Do you begin to feel yourself moving closer and closer toward the point at which the divine gift of life brought you into being, the very beginning of being you, the alpha point of your existence?
And suppose we were to go the other way, and rather than moving backward in our memory, to imagine what is our destiny? Can you imagine yourself in your final moments, conscious in some way of breath leaving your body, as you hand your life back to the divine sources from which it came? There is the omega point of your physical existence.
Roland’s poem, I think, wants to make us aware of that underlying continuity of divine presence that lies deep within us, or as Paul put it in our reading from Second Corinthians, the presence of the one who said, “Let light shine out of the darkness,” and who has shone that light into our hearts, mixing with our own humanity and sometimes rising to the surface—as it does in a particularly intense way in Jesus’ own transfiguration. So as I said, it is not that Jesus is so utterly different from us, but rather that he is more like the human being we are meant to be than we are ourselves. He is, you might say paradoxically, more human than we are. That is what I think Roland’s poem tries to describe, welling up from deep within.
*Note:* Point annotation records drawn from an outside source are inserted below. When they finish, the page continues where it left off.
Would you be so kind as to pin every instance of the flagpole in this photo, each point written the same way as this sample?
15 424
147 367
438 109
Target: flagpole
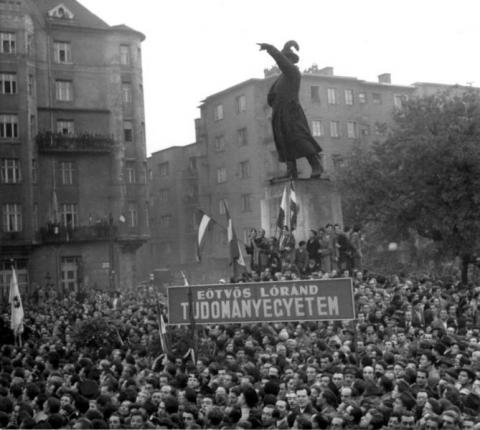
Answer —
193 328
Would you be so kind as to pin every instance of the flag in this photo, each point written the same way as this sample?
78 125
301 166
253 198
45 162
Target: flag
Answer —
163 334
283 210
190 353
202 229
236 256
293 208
16 305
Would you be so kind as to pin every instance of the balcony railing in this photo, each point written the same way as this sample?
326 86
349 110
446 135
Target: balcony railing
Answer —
55 233
86 142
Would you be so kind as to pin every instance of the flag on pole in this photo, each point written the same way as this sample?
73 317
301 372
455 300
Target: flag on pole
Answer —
283 210
293 207
202 229
16 306
163 335
236 256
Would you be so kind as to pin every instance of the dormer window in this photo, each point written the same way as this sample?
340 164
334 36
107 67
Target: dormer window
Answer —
60 12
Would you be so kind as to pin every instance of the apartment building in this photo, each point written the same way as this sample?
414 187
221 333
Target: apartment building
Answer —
73 192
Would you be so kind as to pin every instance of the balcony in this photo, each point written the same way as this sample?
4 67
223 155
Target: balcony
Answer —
86 142
57 234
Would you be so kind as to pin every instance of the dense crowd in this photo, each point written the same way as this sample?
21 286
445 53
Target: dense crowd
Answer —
411 359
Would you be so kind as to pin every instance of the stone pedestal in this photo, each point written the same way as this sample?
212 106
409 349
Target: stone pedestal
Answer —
318 200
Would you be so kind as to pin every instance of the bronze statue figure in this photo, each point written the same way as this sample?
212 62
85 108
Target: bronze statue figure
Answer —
290 127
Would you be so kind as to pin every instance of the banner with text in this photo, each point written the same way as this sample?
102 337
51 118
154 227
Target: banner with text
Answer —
305 300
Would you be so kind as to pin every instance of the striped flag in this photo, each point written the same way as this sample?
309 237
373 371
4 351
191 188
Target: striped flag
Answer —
235 251
16 306
283 210
202 229
163 334
293 207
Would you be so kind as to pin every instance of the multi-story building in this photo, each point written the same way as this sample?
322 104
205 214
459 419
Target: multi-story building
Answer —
234 136
72 147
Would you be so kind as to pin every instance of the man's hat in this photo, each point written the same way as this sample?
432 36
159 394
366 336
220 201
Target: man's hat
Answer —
287 51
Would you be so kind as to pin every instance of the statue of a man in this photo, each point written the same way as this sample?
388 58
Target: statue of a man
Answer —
290 126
In the coming season of Lent, we are (as I mentioned last week) proposing as a theme “In the looking glass: knowing ourselves to understand others.” As we enter into the various opportunities we will have to explore that theme together, one thought that I hope you will keep in mind is that among the lessons we have to learn about ourselves, is to be aware of the divine presence that is within us. For if we see that clearly enough by turning a looking glass on ourselves, then we also become better able to see it in others. The transfiguration, you might say, is God holding a mirror up to humanity, and the human being infused with God’s presence is the image we see. And so this might be a season in which you see both yourself, and your fellow human being, as also transfigured by the divine presence.
And with that image before us, one can only wonder what then might be our approach to overcoming the divisions and animosity which currently so beset us. Amen.